End Users '20 under 40' 2014—Christopher Belden
Christopher Belden, 31
Director of security, Duke Regional Hospital, Durham, N.C.
Belden oversees the entire security department for the 256-bed hospital, including armed and unarmed security officers. He writes policies—risk assessments and security management plans—and works closely with cross-department hospital administrators on security issues, including technology.
What inspired you to get into the security industry?
I started in law enforcement through the Duke University Campus Police. I was introduced to something that was more than a job, it was a passion, a willingness to help people—total strangers—at a moment’s notice. I then had the opportunity to join ODS Security Solutions (which led to his job at the hospital). One of the greatest things about ODS is the leaders of the company, it’s like a big family. You never stop learning in this industry because our environment changes every day. It’s really unique.
If you could have any technology you wanted, without regard to budget, what would it be?

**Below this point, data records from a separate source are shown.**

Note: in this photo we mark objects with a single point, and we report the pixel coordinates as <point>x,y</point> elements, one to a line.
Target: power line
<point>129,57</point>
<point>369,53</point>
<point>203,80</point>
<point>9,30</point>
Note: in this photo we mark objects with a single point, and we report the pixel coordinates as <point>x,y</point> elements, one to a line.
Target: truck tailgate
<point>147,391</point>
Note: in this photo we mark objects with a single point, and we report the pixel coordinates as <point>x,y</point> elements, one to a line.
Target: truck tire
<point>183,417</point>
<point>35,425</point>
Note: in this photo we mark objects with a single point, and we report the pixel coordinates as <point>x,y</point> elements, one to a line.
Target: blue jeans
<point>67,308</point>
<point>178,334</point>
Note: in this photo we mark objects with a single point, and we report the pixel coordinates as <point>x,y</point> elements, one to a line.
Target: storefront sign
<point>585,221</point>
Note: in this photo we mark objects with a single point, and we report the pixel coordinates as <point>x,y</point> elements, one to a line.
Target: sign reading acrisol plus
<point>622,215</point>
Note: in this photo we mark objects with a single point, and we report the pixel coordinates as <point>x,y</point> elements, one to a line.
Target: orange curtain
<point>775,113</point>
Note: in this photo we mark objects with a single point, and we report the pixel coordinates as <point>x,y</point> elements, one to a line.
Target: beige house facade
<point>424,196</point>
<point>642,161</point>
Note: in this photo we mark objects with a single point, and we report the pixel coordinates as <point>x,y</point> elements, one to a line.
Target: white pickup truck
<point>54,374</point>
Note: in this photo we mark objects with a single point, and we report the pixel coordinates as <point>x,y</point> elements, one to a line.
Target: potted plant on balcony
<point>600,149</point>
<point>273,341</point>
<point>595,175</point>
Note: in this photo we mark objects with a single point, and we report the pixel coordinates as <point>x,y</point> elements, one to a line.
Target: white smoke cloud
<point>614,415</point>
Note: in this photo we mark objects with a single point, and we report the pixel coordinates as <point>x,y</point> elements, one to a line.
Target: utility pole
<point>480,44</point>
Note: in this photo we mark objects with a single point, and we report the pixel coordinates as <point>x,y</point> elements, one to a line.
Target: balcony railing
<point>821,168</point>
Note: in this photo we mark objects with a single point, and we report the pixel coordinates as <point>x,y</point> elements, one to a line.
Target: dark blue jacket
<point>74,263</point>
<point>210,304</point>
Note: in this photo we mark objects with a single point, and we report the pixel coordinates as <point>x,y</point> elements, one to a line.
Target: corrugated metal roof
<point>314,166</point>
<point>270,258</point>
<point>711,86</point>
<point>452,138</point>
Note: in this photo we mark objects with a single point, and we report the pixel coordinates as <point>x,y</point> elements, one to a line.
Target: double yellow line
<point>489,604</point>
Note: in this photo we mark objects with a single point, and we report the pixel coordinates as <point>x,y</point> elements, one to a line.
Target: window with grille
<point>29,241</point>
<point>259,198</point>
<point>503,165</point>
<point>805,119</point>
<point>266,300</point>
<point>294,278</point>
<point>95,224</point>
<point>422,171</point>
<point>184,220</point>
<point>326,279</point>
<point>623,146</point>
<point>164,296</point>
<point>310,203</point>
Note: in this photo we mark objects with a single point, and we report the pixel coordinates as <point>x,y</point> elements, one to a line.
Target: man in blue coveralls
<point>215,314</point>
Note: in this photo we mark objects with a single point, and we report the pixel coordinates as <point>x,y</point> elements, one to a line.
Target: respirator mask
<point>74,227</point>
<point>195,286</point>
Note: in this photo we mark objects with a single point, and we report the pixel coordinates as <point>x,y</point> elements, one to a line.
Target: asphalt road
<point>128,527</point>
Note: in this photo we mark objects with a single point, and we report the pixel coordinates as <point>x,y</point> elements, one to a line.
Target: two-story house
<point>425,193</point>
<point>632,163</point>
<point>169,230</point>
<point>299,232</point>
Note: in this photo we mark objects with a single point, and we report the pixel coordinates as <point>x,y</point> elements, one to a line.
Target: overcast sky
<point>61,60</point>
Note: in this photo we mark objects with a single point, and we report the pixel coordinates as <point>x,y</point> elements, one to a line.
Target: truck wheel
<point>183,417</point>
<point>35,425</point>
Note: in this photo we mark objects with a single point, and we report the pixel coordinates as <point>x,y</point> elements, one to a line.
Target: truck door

It would be a high-level personal identification system that acted in real time. In our industry, in health care facilities, we see hundreds of thousands of people a year. There are certain areas in health care facilities where you’ll find screening areas to minimize the risk of weapons, but it is unusual in my experience to see any form of true identification for every single person who walks through the front door. Visitor identification systems are a high cost but very effective tool in my opinion. I would have the highest-rated system out there that would identify a person by both fingerprint and facial recognition. This gives me the option to capture that data with something that is not going to change as much as a lost ID card or forgotten PIN number, and also lets me know 100 percent that this is not an unauthorized visitor. Using both methods of recognition would actually speed up the database search because it is more specific in the combination versus sorting out thousands of individual factors. It would help reduce and track authorized persons versus unauthorized and allow us to have a better and secure environment.
What’s your biggest physical security challenge today, and what do you think it will be five years from now?
Visitor management. Throughout the health care industry we want our visitors to feel welcome and to provide a very positive and friendly atmosphere while at the same time providing security. Lots of hospitals have (security) screening in the ERs but not at the front doors. To me, any visitor to a health care facility should not have to wonder if they are safe. They should be able to visit their loved ones and have nothing else on their minds. Through security, if there is an issue we want to know about it right away, respond and handle it without disrupting anyone’s visit or care. This, of course, is not always our reality. Through unfortunate events at other health care facilities we are able to better equip our facilities to minimize our risks through education and training, physical barriers and technology. Five years from now, we’ll still be doing battle with visitor management. That’s my challenge and also my passion.